Niederösterreich, 29.7.1998(NÖI) Als bezeichnend für das Sittenbild der Freiheitlichen bezeichnete VP-Landesgeschäftsführerin Mag. Johanna Mikl-Leitner die Vorgänge bei den Freiheitlichen in den Bezirken Melk und
Neunkirchen.****

In Melk mußte der Stadtparteitag annulliert werden, weil es offensichtlich Ungereimtheiten bei der Parteikassa gab. So
spricht selbst FP-Abgeordneter Mayerhofer "von einer
schlampigen Gebarung" (NÖN, 29.7.'98). In Fischamend war bekanntlich zuletzt F-Abgeordneter Ram ins Kreuzfeuer der
Kritik geraten. In einem Brief wurde ihm eine unzweckmäßige Verwendung von Steuergeld vorgeworfen.
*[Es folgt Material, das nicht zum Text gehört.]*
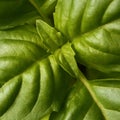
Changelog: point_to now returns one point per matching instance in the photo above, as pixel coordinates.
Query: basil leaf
(30, 77)
(14, 13)
(80, 105)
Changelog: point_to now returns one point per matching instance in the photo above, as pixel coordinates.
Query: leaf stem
(40, 12)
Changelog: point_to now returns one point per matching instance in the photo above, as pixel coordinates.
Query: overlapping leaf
(14, 13)
(30, 78)
(79, 104)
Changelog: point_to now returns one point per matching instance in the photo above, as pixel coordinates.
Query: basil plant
(60, 60)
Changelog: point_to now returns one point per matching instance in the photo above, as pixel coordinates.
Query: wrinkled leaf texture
(87, 32)
(93, 28)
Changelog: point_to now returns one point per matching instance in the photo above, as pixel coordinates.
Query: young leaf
(30, 75)
(14, 13)
(80, 105)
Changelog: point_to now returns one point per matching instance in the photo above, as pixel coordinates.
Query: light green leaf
(14, 13)
(79, 16)
(99, 48)
(80, 105)
(32, 82)
(45, 9)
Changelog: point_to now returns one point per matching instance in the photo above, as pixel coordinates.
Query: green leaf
(45, 9)
(80, 105)
(32, 83)
(99, 48)
(79, 16)
(14, 13)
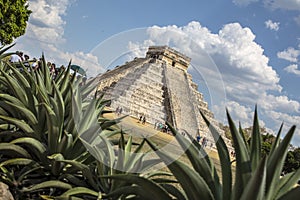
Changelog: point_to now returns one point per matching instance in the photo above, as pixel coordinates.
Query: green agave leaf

Im Bezirk Neunkirchen wurde jetzt ein FP-Stadtrat sogar der
Lüge überführt. Er behauptete zunächst eine Anstellung in Wien zu haben, in Wahrheit bezieht er eine
Berufsunfähigkeitspension. Damit er diese nicht verliert, verheimlichte er gleichzeitig gegenüber dem Bundessozialamt
seine Funktion als Neunkirchner Stadtrat.

"Die FPÖ hat aus ihrem Finanz-Skandal rund um Gratzer und Rosenstingl rein gar nichts gelernt. Schimaneks Beteuerungen
von einer gläsernen Partei sind angesichts dieser neuerlichen Vorfälle eine reine Farce. Die Menschen in diesem Land lassen
sich doch nicht für dumm verkaufen. Derartige unseriöse
Praktiken schaden dem Ansehen des Landes und dem Ansehen der Politik", so Mikl-Leitner.